The $21 million was given by the Trump-Ruffin joint venture as payment for fees with the majority of the money going to a company called Trump Las Vegas Sales and Marketing.  All of a sudden there is $21 million in fees? A shell company with no employees, or income or business purpose.  The Trump-Ruffin JV wrote off the $21 million as a business expense.  Eventually the money wound up with Mr. Trump.  What cannot be determined whether the money helped his business, his campaign or both.  The money was traced through a chain of transactions, to several Trump controlled companies then directly to Trump.

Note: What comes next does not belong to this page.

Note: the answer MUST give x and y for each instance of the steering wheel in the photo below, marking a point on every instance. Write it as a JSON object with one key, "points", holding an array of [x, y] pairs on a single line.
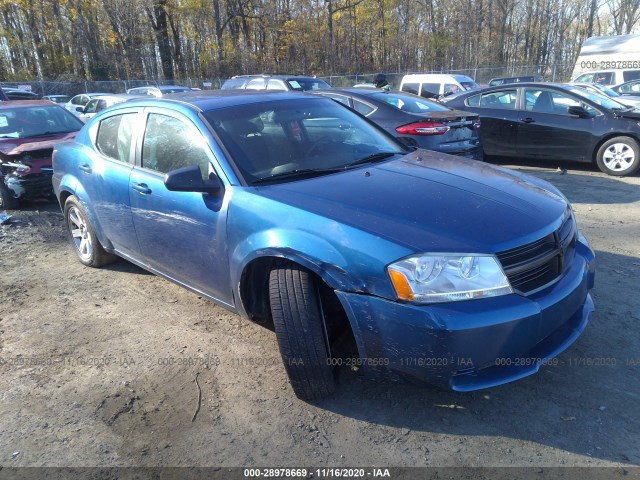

It is curious where were the previous fees? For what are these fees for?  Unless the payment was for a legitimate actual business expense, claiming them as a tax deduction is illegal.  If the business expenses were not legal the campaign contribution would also be considered as an illegal campaign contribution

Ruffin a Trump promoter once told the press: “You won’t hear this in the media, but Donald gave $20 million to St Jude children’s home”, he said.  He could have used that $20 million for TV adds but,  he decided to give it to the children of cancer.”  Nice gesture but totally false.  There is no record in his tax records and no acknowledgement by St. Jude that he had made any such contribution.

In 2015 Mr. Ruffin gave a Trump PAC $1 million in seed money for a “Make America Great Again super PAC.  The money was refunded when the PAC was found to violate the law by coordinating with the Trump campaign. And the PAC was dissolved. 

These deals along with the Trump University scam paying off millions to attendees.  Oh what about the scam of the Trump non-profit organization forced to cease operation and pay restitution for misuse of funds.  Trump Airlines no longer in operation, Trump Steaks and a myriad of other ventures. 

Take the casino tax scam that cost taxpayers 1 billion in Trump write-offs.  What a businessman, he can’t even keep a casino open.  When he sold his remaining interest after bankruptcy which included the retirement accounts of the employees that had included health care benefits to Carl Icahn.  Carl then eliminated the health care benefit from the retirement package thus gaining a profit on the sale.  I wonder how much Carl then gave to the Donald for his campaign after that sweetheart deal?  I guess when you start eliminating health care for individuals it becomes a habit, take the ACA, or will the Supreme Court take the ACA away as Donald’s team wants.  His team is the remainder of the party of stupid?

The swamp was replaced with the cesspool that Trump built with his bare hands.  In another NY Times article investigation found over 200 companies, special interest groups, and foreign government officials have patronized Mr. Trump’s properties while reaping the benefits of access to him and his administration.  There are obvious violations to the emoluments clause of the Constitution.  The public should have the ability of to claw back any and all dollars spent by any foreign interests.